Spesso, quindi, i veterinari devono ricorrere all’adattamento di farmaci sviluppati per l’uomo, con rischi legati a dosaggi, effetti collaterali e mancanza di dati a lungo termine sulla sicurezza. Inoltre, anche quando la malattia animale è analoga a quella umana, le mutazioni genetiche possono differire, e ciò rende le terapie umane inefficaci o solo parzialmente efficaci negli animali. La diagnosi, infine, arriva spesso tardivamente, perché i proprietari non riconoscono subito i sintomi, limitando le possibilità di un intervento efficace: anche questo è un problema che solo recentemente, nelle malattie rare umane, si sta mitigando grazie a formazione, informazione e programmi di screening.
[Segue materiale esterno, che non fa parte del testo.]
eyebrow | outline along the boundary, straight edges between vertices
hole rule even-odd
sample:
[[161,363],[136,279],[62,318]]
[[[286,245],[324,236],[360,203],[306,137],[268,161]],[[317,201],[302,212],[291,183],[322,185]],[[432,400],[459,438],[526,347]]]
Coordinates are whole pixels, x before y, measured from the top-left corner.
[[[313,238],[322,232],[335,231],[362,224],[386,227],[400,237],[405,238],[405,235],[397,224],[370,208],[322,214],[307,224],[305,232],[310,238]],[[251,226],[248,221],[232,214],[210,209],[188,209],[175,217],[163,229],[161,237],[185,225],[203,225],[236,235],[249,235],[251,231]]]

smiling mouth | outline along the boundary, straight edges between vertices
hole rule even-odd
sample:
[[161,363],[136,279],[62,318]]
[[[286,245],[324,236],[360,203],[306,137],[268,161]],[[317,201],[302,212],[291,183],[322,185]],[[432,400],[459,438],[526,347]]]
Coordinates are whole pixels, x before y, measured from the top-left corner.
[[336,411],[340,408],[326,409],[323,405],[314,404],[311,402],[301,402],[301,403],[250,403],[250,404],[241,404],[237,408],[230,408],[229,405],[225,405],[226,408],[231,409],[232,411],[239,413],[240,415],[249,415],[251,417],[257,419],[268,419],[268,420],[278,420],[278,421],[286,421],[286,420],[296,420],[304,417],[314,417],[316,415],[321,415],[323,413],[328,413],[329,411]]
Pur essendoci tutte queste difficoltà, alcuni approcci terapeutici stanno aprendo prospettive interessanti. Nei cani con distrofia muscolare di Duchenne, ad esempio, sono in corso studi sperimentali con terapia genica e cellule staminali. Nei gatti Persiani affetti da rene policistico, la gestione si basa su farmaci per ridurre l’ipertensione e rallentare il danno renale, mentre alcune sperimentazioni testano molecole anti-fibrotiche simili a quelle sviluppate per l’uomo. L’atrofia progressiva della retina nei cani, analoga a quella che nell'uomo viene chiamata neuropatia ottica ereditaria di Leber (LHON), viene studiata per valutare l'efficacia di iniezioni di vettori virali per la terapia genica, volte a sostituire il gene difettoso. Infine, nella malattia di von Willebrand nei cani e nei gatti, la gestione prevede trasfusioni di plasma fresco – anche tra gli animali esiste la possibilità di essere donatori e riceventi – o concentrati di fattore della coagulazione.

ONE HEALTH: UOMINI E ANIMALI UNITI PER LA SALUTE

Questa doppia difficoltà, cioè la rarità delle patologie combinata alla scarsità di farmaci e sperimentazioni, rende la gestione delle malattie rare negli animali un vero e proprio campo di sfida per i veterinari. Tuttavia, ogni progresso nella comprensione e nel trattamento di queste condizioni rappresenta un contributo prezioso, non solo per la salute animale ma anche per la medicina comparativa e la ricerca umana. Dai testi di Ippocrate, Aristotele e Galeno fino alla medicina moderna, la storia ci ha mostrato come lo studio delle malattie animali e umane sia sempre stato intrecciato. Un concetto ribadito oggi dall'Organizzazione Mondiale della Sanità, che adotta e promuove il paradigma One Health (“una sola salute”), un approccio che sottolinea l’interconnessione fra salute umana, animale e ambientale.

Le malattie rare degli animali, spesso dimenticate, non sono solo un problema veterinario: sono una finestra preziosa per comprendere la salute in tutte le sue forme. Occuparsi degli animali, oltre ad essere un gesto d'amore e riconoscenza, significa prendersi cura anche di noi, perché – come ricorda il fotografo naturalista americano Joel Sartore – “quando salviamo un'altra specie, in realtà stiamo salvando noi stessi”.